Rapid and robust antibody Fab fragment crystallization utilizing edge-to-edge beta-sheet packing.
Lieu, R., Antonysamy, S., Druzina, Z., Ho, C., Kang, N.R., Pustilnik, A., Wang, J., Atwell, S.(2020) PLoS One 15: e0232311-e0232311
- PubMed: 32915778 
- DOI: https://doi.org/10.1371/journal.pone.0232311
- Primary Citation of Related Structures:  
6WG8, 6WGB, 6WGJ, 6WGK, 6WGL, 6WIO, 6WIR - PubMed Abstract: 
Antibody therapeutics are one of the most important classes of drugs. Antibody structures have become an integral part of predicting the behavior of potential therapeutics, either directly or as the basis of modeling. Structures of Fab:antigen complexes have even greater value. While the crystallization and structure determination of Fabs is easy relative to many other protein classes, especially membrane proteins, broad screening and optimization of crystalline hits is still necessary.
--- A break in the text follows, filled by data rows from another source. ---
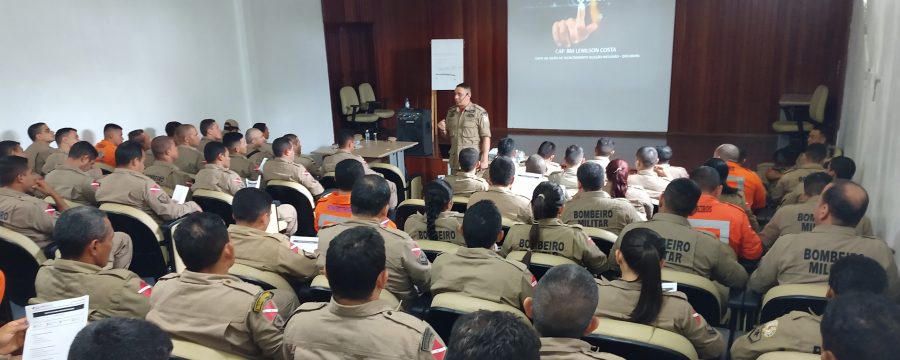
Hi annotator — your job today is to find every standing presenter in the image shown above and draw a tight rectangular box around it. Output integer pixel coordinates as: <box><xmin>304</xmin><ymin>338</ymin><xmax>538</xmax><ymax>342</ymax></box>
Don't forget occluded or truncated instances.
<box><xmin>438</xmin><ymin>83</ymin><xmax>491</xmax><ymax>174</ymax></box>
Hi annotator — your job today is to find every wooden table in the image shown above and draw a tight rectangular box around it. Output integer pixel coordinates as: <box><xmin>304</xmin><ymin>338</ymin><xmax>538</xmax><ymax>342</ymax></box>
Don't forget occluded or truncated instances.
<box><xmin>312</xmin><ymin>140</ymin><xmax>419</xmax><ymax>176</ymax></box>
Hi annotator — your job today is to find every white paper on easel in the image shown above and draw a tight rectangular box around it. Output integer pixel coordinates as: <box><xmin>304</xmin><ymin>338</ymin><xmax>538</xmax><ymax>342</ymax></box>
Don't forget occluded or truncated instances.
<box><xmin>172</xmin><ymin>185</ymin><xmax>190</xmax><ymax>204</ymax></box>
<box><xmin>22</xmin><ymin>295</ymin><xmax>89</xmax><ymax>360</ymax></box>
<box><xmin>431</xmin><ymin>39</ymin><xmax>464</xmax><ymax>90</ymax></box>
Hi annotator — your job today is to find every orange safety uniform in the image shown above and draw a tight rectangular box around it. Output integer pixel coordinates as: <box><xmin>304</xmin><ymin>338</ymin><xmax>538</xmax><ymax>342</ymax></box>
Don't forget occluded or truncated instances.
<box><xmin>314</xmin><ymin>191</ymin><xmax>397</xmax><ymax>231</ymax></box>
<box><xmin>94</xmin><ymin>139</ymin><xmax>118</xmax><ymax>167</ymax></box>
<box><xmin>688</xmin><ymin>194</ymin><xmax>762</xmax><ymax>260</ymax></box>
<box><xmin>728</xmin><ymin>161</ymin><xmax>766</xmax><ymax>210</ymax></box>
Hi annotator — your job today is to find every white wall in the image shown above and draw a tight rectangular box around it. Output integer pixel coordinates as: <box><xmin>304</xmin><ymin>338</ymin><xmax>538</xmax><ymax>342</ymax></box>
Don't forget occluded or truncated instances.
<box><xmin>0</xmin><ymin>0</ymin><xmax>332</xmax><ymax>147</ymax></box>
<box><xmin>838</xmin><ymin>0</ymin><xmax>900</xmax><ymax>259</ymax></box>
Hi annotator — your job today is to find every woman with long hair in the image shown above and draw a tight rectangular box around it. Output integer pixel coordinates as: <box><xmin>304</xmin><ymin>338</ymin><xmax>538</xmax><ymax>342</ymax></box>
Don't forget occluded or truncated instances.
<box><xmin>500</xmin><ymin>181</ymin><xmax>606</xmax><ymax>274</ymax></box>
<box><xmin>606</xmin><ymin>159</ymin><xmax>653</xmax><ymax>221</ymax></box>
<box><xmin>595</xmin><ymin>228</ymin><xmax>725</xmax><ymax>359</ymax></box>
<box><xmin>403</xmin><ymin>179</ymin><xmax>466</xmax><ymax>246</ymax></box>
<box><xmin>703</xmin><ymin>158</ymin><xmax>761</xmax><ymax>232</ymax></box>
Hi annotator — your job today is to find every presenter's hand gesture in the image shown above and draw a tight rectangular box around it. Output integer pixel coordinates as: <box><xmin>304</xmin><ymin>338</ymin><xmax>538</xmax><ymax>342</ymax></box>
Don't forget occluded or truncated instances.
<box><xmin>551</xmin><ymin>0</ymin><xmax>603</xmax><ymax>47</ymax></box>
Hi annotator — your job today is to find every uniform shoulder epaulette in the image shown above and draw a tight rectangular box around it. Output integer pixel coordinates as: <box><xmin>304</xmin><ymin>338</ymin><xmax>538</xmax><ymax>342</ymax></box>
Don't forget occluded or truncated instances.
<box><xmin>381</xmin><ymin>310</ymin><xmax>428</xmax><ymax>333</ymax></box>
<box><xmin>97</xmin><ymin>269</ymin><xmax>137</xmax><ymax>280</ymax></box>
<box><xmin>222</xmin><ymin>280</ymin><xmax>262</xmax><ymax>296</ymax></box>
<box><xmin>291</xmin><ymin>302</ymin><xmax>328</xmax><ymax>316</ymax></box>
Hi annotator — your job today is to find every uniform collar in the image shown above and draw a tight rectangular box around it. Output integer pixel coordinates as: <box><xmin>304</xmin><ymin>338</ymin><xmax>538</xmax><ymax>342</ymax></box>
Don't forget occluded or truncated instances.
<box><xmin>812</xmin><ymin>224</ymin><xmax>856</xmax><ymax>236</ymax></box>
<box><xmin>181</xmin><ymin>270</ymin><xmax>241</xmax><ymax>285</ymax></box>
<box><xmin>328</xmin><ymin>298</ymin><xmax>394</xmax><ymax>317</ymax></box>
<box><xmin>456</xmin><ymin>247</ymin><xmax>500</xmax><ymax>259</ymax></box>
<box><xmin>652</xmin><ymin>213</ymin><xmax>691</xmax><ymax>227</ymax></box>
<box><xmin>541</xmin><ymin>338</ymin><xmax>591</xmax><ymax>353</ymax></box>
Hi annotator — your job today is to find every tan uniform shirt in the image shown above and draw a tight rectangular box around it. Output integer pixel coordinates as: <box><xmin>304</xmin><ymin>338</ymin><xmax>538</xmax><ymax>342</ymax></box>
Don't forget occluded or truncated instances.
<box><xmin>500</xmin><ymin>218</ymin><xmax>607</xmax><ymax>274</ymax></box>
<box><xmin>548</xmin><ymin>167</ymin><xmax>578</xmax><ymax>197</ymax></box>
<box><xmin>748</xmin><ymin>224</ymin><xmax>900</xmax><ymax>301</ymax></box>
<box><xmin>541</xmin><ymin>338</ymin><xmax>625</xmax><ymax>360</ymax></box>
<box><xmin>403</xmin><ymin>211</ymin><xmax>466</xmax><ymax>246</ymax></box>
<box><xmin>28</xmin><ymin>259</ymin><xmax>151</xmax><ymax>321</ymax></box>
<box><xmin>0</xmin><ymin>187</ymin><xmax>57</xmax><ymax>248</ymax></box>
<box><xmin>191</xmin><ymin>164</ymin><xmax>246</xmax><ymax>196</ymax></box>
<box><xmin>560</xmin><ymin>190</ymin><xmax>643</xmax><ymax>235</ymax></box>
<box><xmin>263</xmin><ymin>158</ymin><xmax>325</xmax><ymax>196</ymax></box>
<box><xmin>595</xmin><ymin>279</ymin><xmax>726</xmax><ymax>359</ymax></box>
<box><xmin>228</xmin><ymin>224</ymin><xmax>319</xmax><ymax>282</ymax></box>
<box><xmin>610</xmin><ymin>213</ymin><xmax>747</xmax><ymax>287</ymax></box>
<box><xmin>144</xmin><ymin>161</ymin><xmax>196</xmax><ymax>189</ymax></box>
<box><xmin>44</xmin><ymin>164</ymin><xmax>100</xmax><ymax>205</ymax></box>
<box><xmin>431</xmin><ymin>247</ymin><xmax>537</xmax><ymax>309</ymax></box>
<box><xmin>731</xmin><ymin>311</ymin><xmax>822</xmax><ymax>360</ymax></box>
<box><xmin>294</xmin><ymin>154</ymin><xmax>325</xmax><ymax>177</ymax></box>
<box><xmin>444</xmin><ymin>171</ymin><xmax>489</xmax><ymax>197</ymax></box>
<box><xmin>759</xmin><ymin>196</ymin><xmax>874</xmax><ymax>249</ymax></box>
<box><xmin>175</xmin><ymin>145</ymin><xmax>206</xmax><ymax>174</ymax></box>
<box><xmin>769</xmin><ymin>164</ymin><xmax>825</xmax><ymax>202</ymax></box>
<box><xmin>147</xmin><ymin>270</ymin><xmax>284</xmax><ymax>359</ymax></box>
<box><xmin>228</xmin><ymin>154</ymin><xmax>259</xmax><ymax>181</ymax></box>
<box><xmin>25</xmin><ymin>142</ymin><xmax>53</xmax><ymax>174</ymax></box>
<box><xmin>41</xmin><ymin>149</ymin><xmax>69</xmax><ymax>174</ymax></box>
<box><xmin>317</xmin><ymin>218</ymin><xmax>431</xmax><ymax>300</ymax></box>
<box><xmin>628</xmin><ymin>169</ymin><xmax>670</xmax><ymax>199</ymax></box>
<box><xmin>96</xmin><ymin>168</ymin><xmax>201</xmax><ymax>222</ymax></box>
<box><xmin>446</xmin><ymin>103</ymin><xmax>491</xmax><ymax>173</ymax></box>
<box><xmin>283</xmin><ymin>299</ymin><xmax>447</xmax><ymax>360</ymax></box>
<box><xmin>719</xmin><ymin>192</ymin><xmax>760</xmax><ymax>231</ymax></box>
<box><xmin>469</xmin><ymin>186</ymin><xmax>534</xmax><ymax>224</ymax></box>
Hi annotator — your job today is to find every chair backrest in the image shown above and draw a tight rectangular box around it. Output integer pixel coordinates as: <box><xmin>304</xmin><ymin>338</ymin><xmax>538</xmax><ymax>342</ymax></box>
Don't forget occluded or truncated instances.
<box><xmin>582</xmin><ymin>318</ymin><xmax>699</xmax><ymax>360</ymax></box>
<box><xmin>340</xmin><ymin>86</ymin><xmax>359</xmax><ymax>115</ymax></box>
<box><xmin>506</xmin><ymin>250</ymin><xmax>576</xmax><ymax>280</ymax></box>
<box><xmin>0</xmin><ymin>226</ymin><xmax>47</xmax><ymax>306</ymax></box>
<box><xmin>416</xmin><ymin>240</ymin><xmax>461</xmax><ymax>262</ymax></box>
<box><xmin>369</xmin><ymin>163</ymin><xmax>406</xmax><ymax>202</ymax></box>
<box><xmin>100</xmin><ymin>203</ymin><xmax>168</xmax><ymax>279</ymax></box>
<box><xmin>450</xmin><ymin>196</ymin><xmax>469</xmax><ymax>213</ymax></box>
<box><xmin>756</xmin><ymin>351</ymin><xmax>821</xmax><ymax>360</ymax></box>
<box><xmin>581</xmin><ymin>227</ymin><xmax>619</xmax><ymax>257</ymax></box>
<box><xmin>319</xmin><ymin>171</ymin><xmax>337</xmax><ymax>189</ymax></box>
<box><xmin>809</xmin><ymin>85</ymin><xmax>828</xmax><ymax>124</ymax></box>
<box><xmin>759</xmin><ymin>283</ymin><xmax>828</xmax><ymax>323</ymax></box>
<box><xmin>172</xmin><ymin>338</ymin><xmax>244</xmax><ymax>360</ymax></box>
<box><xmin>409</xmin><ymin>176</ymin><xmax>425</xmax><ymax>199</ymax></box>
<box><xmin>394</xmin><ymin>199</ymin><xmax>425</xmax><ymax>230</ymax></box>
<box><xmin>300</xmin><ymin>275</ymin><xmax>400</xmax><ymax>307</ymax></box>
<box><xmin>228</xmin><ymin>263</ymin><xmax>294</xmax><ymax>292</ymax></box>
<box><xmin>359</xmin><ymin>83</ymin><xmax>375</xmax><ymax>103</ymax></box>
<box><xmin>425</xmin><ymin>293</ymin><xmax>531</xmax><ymax>343</ymax></box>
<box><xmin>266</xmin><ymin>180</ymin><xmax>316</xmax><ymax>236</ymax></box>
<box><xmin>193</xmin><ymin>189</ymin><xmax>234</xmax><ymax>225</ymax></box>
<box><xmin>662</xmin><ymin>269</ymin><xmax>725</xmax><ymax>326</ymax></box>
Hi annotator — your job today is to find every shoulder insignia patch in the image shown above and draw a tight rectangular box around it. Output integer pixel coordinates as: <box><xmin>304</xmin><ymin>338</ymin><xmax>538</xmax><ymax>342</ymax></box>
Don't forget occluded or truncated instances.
<box><xmin>253</xmin><ymin>291</ymin><xmax>274</xmax><ymax>313</ymax></box>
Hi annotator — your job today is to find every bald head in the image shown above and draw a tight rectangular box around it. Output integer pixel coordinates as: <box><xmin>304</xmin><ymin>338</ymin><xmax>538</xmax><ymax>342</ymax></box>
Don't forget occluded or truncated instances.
<box><xmin>525</xmin><ymin>154</ymin><xmax>547</xmax><ymax>174</ymax></box>
<box><xmin>713</xmin><ymin>144</ymin><xmax>741</xmax><ymax>161</ymax></box>
<box><xmin>244</xmin><ymin>128</ymin><xmax>266</xmax><ymax>144</ymax></box>
<box><xmin>815</xmin><ymin>179</ymin><xmax>869</xmax><ymax>227</ymax></box>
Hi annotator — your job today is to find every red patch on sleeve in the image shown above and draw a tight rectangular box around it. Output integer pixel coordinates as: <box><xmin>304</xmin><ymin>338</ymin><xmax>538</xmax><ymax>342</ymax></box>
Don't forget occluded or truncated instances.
<box><xmin>431</xmin><ymin>339</ymin><xmax>447</xmax><ymax>360</ymax></box>
<box><xmin>138</xmin><ymin>280</ymin><xmax>153</xmax><ymax>299</ymax></box>
<box><xmin>262</xmin><ymin>300</ymin><xmax>278</xmax><ymax>322</ymax></box>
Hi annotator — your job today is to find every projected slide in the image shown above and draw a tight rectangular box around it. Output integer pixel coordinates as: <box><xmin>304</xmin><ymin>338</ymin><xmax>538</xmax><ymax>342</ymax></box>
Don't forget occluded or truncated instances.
<box><xmin>508</xmin><ymin>0</ymin><xmax>675</xmax><ymax>132</ymax></box>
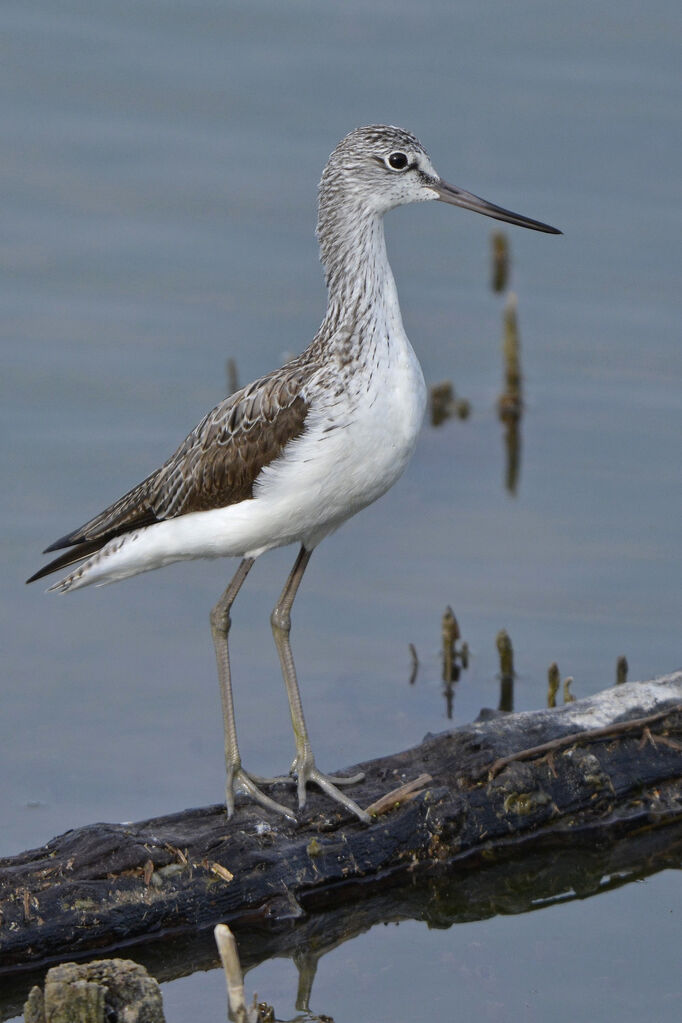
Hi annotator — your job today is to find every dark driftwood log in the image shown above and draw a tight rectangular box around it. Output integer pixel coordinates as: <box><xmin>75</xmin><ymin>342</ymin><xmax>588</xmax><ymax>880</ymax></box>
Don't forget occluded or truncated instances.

Through a comprehensive review of rabbit Fab crystal contacts and their incompatibility with human Fabs, we identified a small secondary structural element from the rabbit light chain constant domain potentially responsible for hindering the crystallization of human Fabs. Upon replacing the human kappa constant domain FG loop (HQGLSSP) with the two residue shorter rabbit loop (QGTTS), we dramatically improved the crystallization of human Fabs and Fab:antigen complexes. Our design, which we call "Crystal Kappa", enables rapid crystallization of human fabs and fab complexes in a broad range of conditions, with less material in smaller screens or from dilute solutions.
Organizational Affiliation: 
Biotechnology Discovery Research, Applied Molecular Evolution, Eli Lilly and Company, San Diego, CA, United States of America.